COVID-19, the disease caused by coronavirus, has spread well outside its place of origin in Wuhan, China since its outbreak at the end of last year. The disease, which has infected around 88,000 people around the world, with the vast majority of cases in China, is now also disrupting businesses as multinational businesses reconsider their conferences, travel, and their employees' daily commutes.

Google has been tightening up its policies after a Google employee tested positive for the coronavirus in Zurich last week. It has restricted its employee travel and cancelled Google Cloud's biggest event of the year as concerns around the outbreak grow.

Other tech companies follow suit

Precautionary work-from-home policies are now also being adopted among other tech companies, like Twitter and Coinbase.

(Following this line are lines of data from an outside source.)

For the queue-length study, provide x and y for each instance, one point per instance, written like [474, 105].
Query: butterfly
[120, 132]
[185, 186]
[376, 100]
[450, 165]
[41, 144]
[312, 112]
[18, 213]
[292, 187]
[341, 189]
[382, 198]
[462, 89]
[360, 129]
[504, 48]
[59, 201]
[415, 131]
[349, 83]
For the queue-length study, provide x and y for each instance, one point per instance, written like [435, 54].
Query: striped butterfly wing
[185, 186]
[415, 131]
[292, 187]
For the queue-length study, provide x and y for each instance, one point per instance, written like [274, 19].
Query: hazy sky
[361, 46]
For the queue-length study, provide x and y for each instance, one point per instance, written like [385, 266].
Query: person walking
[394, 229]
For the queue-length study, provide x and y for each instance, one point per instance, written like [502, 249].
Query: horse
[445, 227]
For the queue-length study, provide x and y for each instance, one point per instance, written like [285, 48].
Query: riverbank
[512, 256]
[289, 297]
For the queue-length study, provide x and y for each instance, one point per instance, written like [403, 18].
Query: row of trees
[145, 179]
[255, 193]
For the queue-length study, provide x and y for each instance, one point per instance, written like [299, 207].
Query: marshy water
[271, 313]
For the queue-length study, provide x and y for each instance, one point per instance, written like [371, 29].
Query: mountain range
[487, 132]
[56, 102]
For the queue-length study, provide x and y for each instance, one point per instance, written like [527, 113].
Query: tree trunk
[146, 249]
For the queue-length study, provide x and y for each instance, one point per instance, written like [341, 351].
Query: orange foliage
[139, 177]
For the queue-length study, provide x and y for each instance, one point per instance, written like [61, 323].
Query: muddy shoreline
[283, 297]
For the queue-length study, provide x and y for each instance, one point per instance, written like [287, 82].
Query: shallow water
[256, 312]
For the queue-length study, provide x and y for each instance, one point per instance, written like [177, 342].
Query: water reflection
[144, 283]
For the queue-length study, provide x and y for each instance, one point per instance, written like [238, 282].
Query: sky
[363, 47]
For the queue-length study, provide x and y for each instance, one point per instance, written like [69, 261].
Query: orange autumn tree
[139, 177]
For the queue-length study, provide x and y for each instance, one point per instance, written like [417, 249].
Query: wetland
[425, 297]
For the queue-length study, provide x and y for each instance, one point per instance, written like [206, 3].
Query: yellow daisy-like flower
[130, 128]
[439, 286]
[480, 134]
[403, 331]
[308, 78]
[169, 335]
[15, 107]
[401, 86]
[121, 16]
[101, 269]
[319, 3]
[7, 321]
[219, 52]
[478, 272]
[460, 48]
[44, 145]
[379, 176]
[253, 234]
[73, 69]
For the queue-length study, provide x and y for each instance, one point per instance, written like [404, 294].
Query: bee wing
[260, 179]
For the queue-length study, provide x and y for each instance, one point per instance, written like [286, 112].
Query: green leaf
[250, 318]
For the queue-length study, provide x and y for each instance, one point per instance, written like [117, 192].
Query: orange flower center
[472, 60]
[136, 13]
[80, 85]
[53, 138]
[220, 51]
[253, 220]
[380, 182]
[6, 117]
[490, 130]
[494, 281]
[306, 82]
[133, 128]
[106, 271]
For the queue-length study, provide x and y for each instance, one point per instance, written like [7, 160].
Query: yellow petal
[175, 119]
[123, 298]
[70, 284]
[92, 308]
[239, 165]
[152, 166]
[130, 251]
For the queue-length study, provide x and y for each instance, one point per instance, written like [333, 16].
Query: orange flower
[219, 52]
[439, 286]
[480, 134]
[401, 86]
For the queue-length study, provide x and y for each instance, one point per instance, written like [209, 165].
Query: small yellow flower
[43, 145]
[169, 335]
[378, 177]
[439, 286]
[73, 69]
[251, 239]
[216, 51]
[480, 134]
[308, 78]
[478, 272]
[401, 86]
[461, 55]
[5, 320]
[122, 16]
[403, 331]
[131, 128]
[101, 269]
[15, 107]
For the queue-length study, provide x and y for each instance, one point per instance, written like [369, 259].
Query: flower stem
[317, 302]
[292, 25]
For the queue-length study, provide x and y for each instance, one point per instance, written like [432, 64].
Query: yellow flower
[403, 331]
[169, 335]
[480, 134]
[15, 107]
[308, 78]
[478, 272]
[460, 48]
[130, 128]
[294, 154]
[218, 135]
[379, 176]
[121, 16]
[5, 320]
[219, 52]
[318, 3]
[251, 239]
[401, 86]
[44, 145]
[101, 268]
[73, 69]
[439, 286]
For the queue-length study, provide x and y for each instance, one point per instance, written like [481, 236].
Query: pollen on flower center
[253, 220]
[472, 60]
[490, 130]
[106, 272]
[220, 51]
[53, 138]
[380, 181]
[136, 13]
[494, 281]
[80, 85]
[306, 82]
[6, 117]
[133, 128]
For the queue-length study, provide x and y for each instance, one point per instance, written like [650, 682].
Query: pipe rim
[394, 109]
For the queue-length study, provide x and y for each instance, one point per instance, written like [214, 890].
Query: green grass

Twitter is now recommending that all employees around the world, nearly 5,000 in total, work from home. The company announced its recommendation out of an "abundance of caution" in a blog post on Monday, after it suspended all non-critical travel for employees and its CEO Jack Dorsey opted out of attending the SXSW conference in Austin later this month.

"We are strongly encouraging all employees globally to work from home if they're able. Our goal is to lower the probability of the spread of the COVID-19 coronavirus for us — and the world around us," the post said.

Dorsey is already a big proponent of remote work, and hinted that the company would be taking more steps to support a more global, remote workforce earlier this year. Twitter's blog post referred back to that announcement, noting, "while this is a big change for us, we have already been moving towards a more distributed workforce that's increasingly remote."

Cryptocurrency exchange platform Coinbase also announced a similar measure, according to a document that Coinbase CEO Brian Armstrong linked to Twitter.

"We're asking some employees to start working home this week," Armstrong tweeted. "Working from home is not a complete solution but it may help slow the growth of infections."


A linked document elaborates on Coinbase's updated policies.

"Employees that are likely to get sick more easily or for whom getting sick would be particularly problematic should now work with their manager to move to 100% Work From Home (WFH)," Coinbase's communications document said. It also says that business travel will be restricted to "essential travel only," and travel to China, Hong Kong, Japan, Italy and South Korea will be completely restricted.

Other Silicon Valley tech companies have yet to ask its employees to work from home, but they have instituted other measures to lessen the likelihood of infection spreading. Facebook is asking its employees to stop bringing guests to work, and a Gizmodo report says Amazon is putting on-site job interviews on hold.

Meanwhile, Business Insider reported on Monday that some Microsoft employees don't feel that the company is doing enough to help employees stay safe amid the outbreak.